Le film, comme le livre, s'intéresse aux dernières années de la vie du bourreau, au temps de la clandestinité et de la cavale. Sa construction est articulée autour de la visite, en 1977, de Rolf Mengele à son père. Alors que l'ancien officier nazi vit terré dans une maison sordide de la banlieue de Sao Paulo, le fils veut entendre de la bouche de son père s'il est coupable des crimes qui lui sont reprochés.
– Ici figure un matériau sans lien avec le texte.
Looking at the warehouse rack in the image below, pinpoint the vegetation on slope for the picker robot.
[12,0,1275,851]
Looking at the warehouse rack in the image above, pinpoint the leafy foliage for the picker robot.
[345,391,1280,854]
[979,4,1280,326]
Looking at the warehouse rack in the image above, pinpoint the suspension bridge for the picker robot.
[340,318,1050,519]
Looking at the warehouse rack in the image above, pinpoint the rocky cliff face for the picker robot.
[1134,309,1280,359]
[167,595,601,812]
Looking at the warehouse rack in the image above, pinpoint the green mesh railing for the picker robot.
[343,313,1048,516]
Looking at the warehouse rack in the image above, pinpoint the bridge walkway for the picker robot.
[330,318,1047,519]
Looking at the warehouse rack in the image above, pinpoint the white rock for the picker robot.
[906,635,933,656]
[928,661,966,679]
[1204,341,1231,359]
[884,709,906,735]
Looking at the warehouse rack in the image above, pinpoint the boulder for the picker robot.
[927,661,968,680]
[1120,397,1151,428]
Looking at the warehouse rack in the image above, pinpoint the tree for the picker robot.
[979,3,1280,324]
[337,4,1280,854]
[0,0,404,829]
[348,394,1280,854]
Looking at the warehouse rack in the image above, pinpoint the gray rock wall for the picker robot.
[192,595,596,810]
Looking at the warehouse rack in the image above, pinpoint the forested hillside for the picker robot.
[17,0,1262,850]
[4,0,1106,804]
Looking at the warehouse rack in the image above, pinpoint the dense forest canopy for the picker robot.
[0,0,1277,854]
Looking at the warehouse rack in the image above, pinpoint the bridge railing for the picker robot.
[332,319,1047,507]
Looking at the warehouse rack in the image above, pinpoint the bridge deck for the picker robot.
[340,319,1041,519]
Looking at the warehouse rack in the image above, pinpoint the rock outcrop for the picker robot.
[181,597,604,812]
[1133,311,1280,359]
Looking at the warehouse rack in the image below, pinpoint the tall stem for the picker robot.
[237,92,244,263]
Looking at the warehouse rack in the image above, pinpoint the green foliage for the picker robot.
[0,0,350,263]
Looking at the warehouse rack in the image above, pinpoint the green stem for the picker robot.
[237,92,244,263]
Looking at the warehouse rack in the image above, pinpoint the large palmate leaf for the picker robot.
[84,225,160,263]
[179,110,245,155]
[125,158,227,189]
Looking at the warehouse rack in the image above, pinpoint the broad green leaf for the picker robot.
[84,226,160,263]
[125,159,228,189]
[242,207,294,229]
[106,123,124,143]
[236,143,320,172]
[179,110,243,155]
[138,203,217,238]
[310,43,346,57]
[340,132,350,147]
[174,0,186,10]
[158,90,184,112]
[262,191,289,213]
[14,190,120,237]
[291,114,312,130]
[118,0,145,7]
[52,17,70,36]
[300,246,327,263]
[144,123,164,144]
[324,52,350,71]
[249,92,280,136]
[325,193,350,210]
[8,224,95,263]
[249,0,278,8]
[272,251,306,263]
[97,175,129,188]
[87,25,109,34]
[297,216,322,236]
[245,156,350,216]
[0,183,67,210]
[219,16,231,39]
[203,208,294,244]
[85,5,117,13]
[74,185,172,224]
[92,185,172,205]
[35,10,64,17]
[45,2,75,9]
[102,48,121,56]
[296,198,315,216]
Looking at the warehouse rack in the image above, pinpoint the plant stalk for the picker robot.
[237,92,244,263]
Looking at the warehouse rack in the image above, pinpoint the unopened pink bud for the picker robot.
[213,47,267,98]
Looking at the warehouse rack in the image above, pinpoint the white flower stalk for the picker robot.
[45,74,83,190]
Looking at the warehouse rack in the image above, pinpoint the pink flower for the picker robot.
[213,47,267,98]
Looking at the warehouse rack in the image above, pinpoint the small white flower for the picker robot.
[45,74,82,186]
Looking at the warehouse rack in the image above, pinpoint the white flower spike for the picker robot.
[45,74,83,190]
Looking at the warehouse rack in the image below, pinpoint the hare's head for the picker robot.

Fidèle au roman d'Olivier Guez, le film donne à voir la vie quotidienne d'un homme qui change d'identité au gré de sa cavale, rongé par la peur de se faire rattraper par son passé, terrifié à l'idée d'être enlevé et assassiné par le Mossad. Un homme brutal, raciste, égocentrique, cynique, mais surtout médiocre et pathétique, qui a profité du régime nazi, de son idéologie hygiéniste et raciste, pour exercer ses recherches sans aucune limite morale ou humaine. Un homme qui se présente en victime et n'exprime jamais le moindre regret, jamais le moindre remord.
Super 8 à Auschwitz
En arrière-plan, les complicités de la famille, des amis, la persistance du nazisme bien après la fin de la Seconde Guerre mondiale, l'impunité dont une grande partie de ses acteurs a bénéficié, et leur fantasme de l'avènement d'un IVe Reich.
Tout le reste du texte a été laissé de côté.